Windstream CEO: Time to Embrace SD-WAN, Fade Legacy Services
Another top priority for 2019 is to take costs out of the business.
Windstream this year will push harder than ever for more enterprise customers to migrate from legacy services to SD-WAN and UC.
That’s according to Windstream president and CEO Tony Thomas, who spoke during this week’s Citi 2019 TMT West Conference in Las Vegas. He said Windstream is the nation’s largest SD-WAN service provider and has about 500,000 unified-communications (UC) seats.
“We will continue to make really incredible new capabilities available leveraging things like artificial intelligence (AI), machine learning and a single pane of glass for a portal or mobile app experience,” he said. “And we think embracing this disruption – leading this disruption – is the key, and in 2019 that’s what we fully expect to do. We’ll be aggressively migrating our customers off of legacy solutions onto next-generation solutions.”
Windstream’s Tony Thomas
Currently, about 7 percent of Windstream’s revenue is associated with SD-WAN, UC, and security, and that revenue segment is growing 71 percent year over year, Thomas said.
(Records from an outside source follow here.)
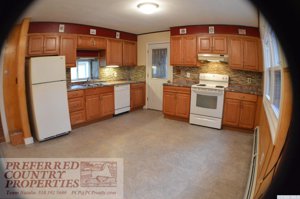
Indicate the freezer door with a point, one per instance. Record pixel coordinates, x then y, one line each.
47 69
50 109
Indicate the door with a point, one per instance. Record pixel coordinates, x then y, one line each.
182 105
231 112
247 115
159 72
169 103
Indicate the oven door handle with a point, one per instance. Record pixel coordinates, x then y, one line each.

“Then there’s a core chunk that what we call core enterprise revenues – MPLS, DIA, basic internet connectivity and Ethernet connectivity – and then there is the legacy revenue – the TDM, the T1s, data and voice legacy services that we really need to get those customers migrated over [from],” he said. “Our mantra at Windstream is we’ve got to aggressively move customers from the legacy solutions to the strategic solutions, especially with existing customers.”
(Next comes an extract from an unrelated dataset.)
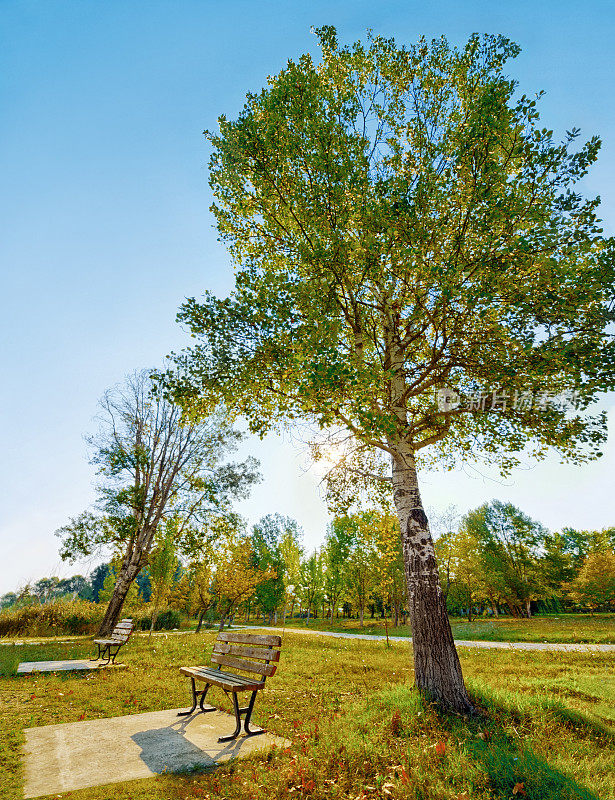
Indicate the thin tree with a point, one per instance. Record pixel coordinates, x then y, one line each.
153 462
400 224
While not yet made public, fourth-quarter 2018 earnings will show Windstream continuing to sell predominantly SD-WAN and UC, Thomas said.
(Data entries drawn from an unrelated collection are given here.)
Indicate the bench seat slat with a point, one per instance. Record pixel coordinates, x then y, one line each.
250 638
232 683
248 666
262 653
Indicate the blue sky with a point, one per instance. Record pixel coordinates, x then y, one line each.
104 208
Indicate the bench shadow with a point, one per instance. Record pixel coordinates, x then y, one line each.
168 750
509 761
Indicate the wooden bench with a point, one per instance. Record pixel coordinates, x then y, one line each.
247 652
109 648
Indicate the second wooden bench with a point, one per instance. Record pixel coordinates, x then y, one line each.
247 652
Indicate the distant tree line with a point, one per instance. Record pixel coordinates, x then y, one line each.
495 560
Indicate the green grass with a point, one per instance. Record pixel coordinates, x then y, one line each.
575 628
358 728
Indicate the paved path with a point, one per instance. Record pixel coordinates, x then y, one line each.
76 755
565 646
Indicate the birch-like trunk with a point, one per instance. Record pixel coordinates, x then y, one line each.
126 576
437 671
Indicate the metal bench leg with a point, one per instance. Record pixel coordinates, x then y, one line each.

“The key is, how do you get your existing customers to make that migration and how do you do that migration at scale?” he said. “And we’re investing a lot in IT automation and software-defined networking that enables flow-through provisioning, so it scales without having to have people. It scales through machine-to-machine interaction. So we’re really bullish about what’s in front of us and that conversion will be one of our fundamental pushes.”
Another top priority for 2019 is to take costs out of the business, Thomas said. Windstream‘s largest expense category is interconnection — money it pays other carriers. Migrating from legacy services will help decrease costs, he said.
“We have a goal of taking 10 percent of that cost out in 2019,” he said. “You think about SD-WAN … the cost of connectivity is about 300 percent less, going from $400-$500 to $150-$200. That’s why we’ve embraced SD-WAN. And obviously with UC, we have our own proprietary UC suite that we refer to OfficeSuite.”